The Suzaku emperor was also weeping. In an uncertain voice he talked of old and recent happenings. “For years I have had a persistent feeling that I would not last the night, and still the years have gone by. Fearing that I might die without accomplishing the first of my resolves, I have finally taken the step. Now that I have changed to these dark robes I know more than ever how little time I have ahead of me. I fear that I shall not go far down the way I have chosen. I must be satisfied with the easier route. I shall calm my thoughts for a time and invoke the holy name, and that will be all. I am not a man of very grand and rare substance, and I cannot think that I was meant for anything different. I must reprove myself for the years of lazy indecision.”
He described his plans and hopes and managed to touch upon the matter that worried him most. “I am sad for all of my daughters, but most of all for the most inadequately protected of them.”
Genji was sad for his brother, and in spite of everything rather interested in the Third Princess. “Yes, the higher a lady's standing, the sadder it is for her to be without adequate defenses. I am very much aware that our crown prince is among our greatest blessings. The whole world looks upon him as more than this inferior day of ours has any right to expect, and I know perhaps better than anyone how unlikely he is to refuse Your Majesty's smallest request. There is no cause for concern, none at all. Yet it is as Your Majesty has said: there is a limit to what even he can do. When his day comes he may be able to manage public affairs quite as he wishes, but there is no assurance that he can arrange things ideally for his own sisters. Yes, the safest thing by far would be to find someone whom the Third Princess can depend upon in everything. Let the vows be exchanged and the man charged with responsibilities he cannot deny. If Your Majesty will insist upon worrying about the whole of the vast, distant future, then a decision must be made and a suitable guardian chosen, promptly but quietly.”
“I quite agree. But it is by no means easy. Many princesses have been provided with suitable husbands while their fathers have still occupied the throne. The matter is more urgent for my own poor girl, and her affairs are the last which I still think of as my own.
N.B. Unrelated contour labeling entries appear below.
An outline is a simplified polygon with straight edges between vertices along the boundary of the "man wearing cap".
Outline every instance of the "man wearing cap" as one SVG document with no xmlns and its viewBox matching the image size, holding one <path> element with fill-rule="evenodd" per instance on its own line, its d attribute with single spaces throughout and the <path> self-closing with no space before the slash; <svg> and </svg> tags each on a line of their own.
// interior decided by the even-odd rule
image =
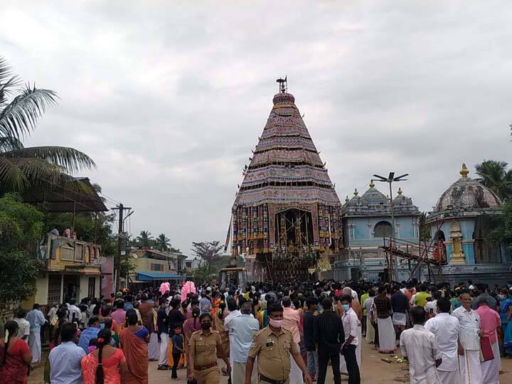
<svg viewBox="0 0 512 384">
<path fill-rule="evenodd" d="M 267 308 L 269 325 L 256 333 L 252 338 L 245 366 L 245 384 L 252 384 L 251 375 L 257 358 L 259 383 L 265 384 L 288 384 L 291 368 L 290 357 L 302 371 L 306 384 L 311 384 L 311 376 L 300 355 L 293 334 L 282 327 L 283 307 L 272 304 Z"/>
<path fill-rule="evenodd" d="M 500 352 L 496 338 L 496 329 L 501 327 L 500 315 L 489 307 L 487 298 L 480 295 L 478 298 L 479 307 L 475 312 L 480 316 L 480 326 L 482 337 L 487 337 L 491 343 L 494 358 L 481 362 L 482 383 L 497 384 L 499 383 Z"/>
</svg>

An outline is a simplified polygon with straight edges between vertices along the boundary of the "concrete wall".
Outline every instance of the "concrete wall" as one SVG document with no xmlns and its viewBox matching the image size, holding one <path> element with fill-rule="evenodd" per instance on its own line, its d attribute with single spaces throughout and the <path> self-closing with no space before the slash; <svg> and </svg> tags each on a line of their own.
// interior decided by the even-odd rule
<svg viewBox="0 0 512 384">
<path fill-rule="evenodd" d="M 418 227 L 415 224 L 417 216 L 398 216 L 395 218 L 395 233 L 398 238 L 417 242 Z M 351 246 L 381 245 L 382 238 L 375 238 L 375 225 L 381 222 L 391 225 L 391 217 L 346 218 L 343 219 L 344 235 Z"/>
<path fill-rule="evenodd" d="M 21 302 L 21 307 L 24 309 L 32 309 L 32 306 L 36 303 L 41 305 L 48 304 L 48 274 L 36 279 L 36 292 L 33 296 Z"/>
</svg>

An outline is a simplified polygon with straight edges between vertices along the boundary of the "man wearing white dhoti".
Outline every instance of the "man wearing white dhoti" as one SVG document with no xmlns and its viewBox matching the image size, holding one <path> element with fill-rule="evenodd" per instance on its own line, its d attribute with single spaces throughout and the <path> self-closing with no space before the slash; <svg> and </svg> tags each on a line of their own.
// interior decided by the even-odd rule
<svg viewBox="0 0 512 384">
<path fill-rule="evenodd" d="M 480 304 L 475 311 L 480 316 L 480 326 L 484 337 L 487 337 L 491 342 L 494 358 L 489 361 L 481 363 L 482 370 L 482 383 L 484 384 L 499 383 L 500 353 L 496 338 L 496 329 L 501 327 L 501 318 L 495 310 L 490 308 L 485 295 L 478 298 Z"/>
<path fill-rule="evenodd" d="M 447 299 L 437 300 L 437 315 L 427 321 L 425 329 L 436 336 L 436 341 L 441 351 L 442 363 L 437 367 L 441 383 L 443 384 L 460 384 L 459 372 L 459 320 L 450 316 L 452 303 Z"/>
<path fill-rule="evenodd" d="M 425 309 L 415 306 L 410 314 L 414 327 L 400 335 L 402 356 L 407 358 L 410 363 L 410 382 L 411 384 L 441 384 L 436 368 L 442 363 L 442 358 L 435 335 L 423 326 Z"/>
<path fill-rule="evenodd" d="M 366 311 L 366 341 L 369 341 L 370 344 L 373 343 L 373 339 L 375 338 L 375 330 L 373 326 L 371 325 L 371 321 L 370 319 L 370 309 L 373 304 L 373 299 L 375 299 L 375 290 L 371 289 L 368 291 L 369 297 L 365 300 L 363 307 Z"/>
<path fill-rule="evenodd" d="M 41 327 L 46 321 L 39 309 L 38 304 L 33 304 L 32 310 L 26 315 L 26 320 L 31 324 L 28 346 L 32 355 L 32 363 L 37 364 L 41 361 Z"/>
<path fill-rule="evenodd" d="M 379 352 L 393 353 L 396 351 L 395 328 L 391 320 L 391 303 L 386 296 L 385 287 L 379 287 L 378 295 L 373 300 L 377 312 Z"/>
<path fill-rule="evenodd" d="M 471 297 L 469 293 L 460 295 L 462 304 L 452 316 L 459 320 L 459 370 L 464 384 L 481 384 L 480 366 L 480 316 L 471 309 Z"/>
</svg>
Promptly and quietly, you say —but they remain beyond my power either to ignore or to dispose of. And as I have worried my health has deteriorated, and days and weeks which will not return have gone by to no purpose.
“ It is not easy for me to make the request, and no easier for you, I am sure, to be the object—but might I ask that you take the girl in your very special charge and, quite as you think appropriate, find a husband for her? I should have made a proposal to your son while he was still single, and it is a great source of regret that I was anticipated by the chancellor. “
“He is a serious, dependable lad, but he is still very young and inexperienced. It may seem presumptuous of me—but let us suppose that I were myself to take responsibility. Her life need not be much different from what it is now, though there is the disquieting consideration that I am no longer young, and the time may come when I can no longer be of service to her.”
And so the contract was made.
In the evening there was a banquet, for Genji's party and the Suzaku household. The priest's fare was unpretentious but beautifully prepared and served. The tableware and the trays of light aloeswood also suggested the priestly vocation and brought tears to the eyes of the guests. The melancholy and moving details were innumerable, but I fear that they would clutter my story.
It was late in the night when Genji and his men departed, the men bearing lavish gifts. The Fujiwara councillor was among those who saw them off. There had been a fall of snow and the Suzaku emperor had caught cold. But he was happy. The future of the Third Princess seemed secure.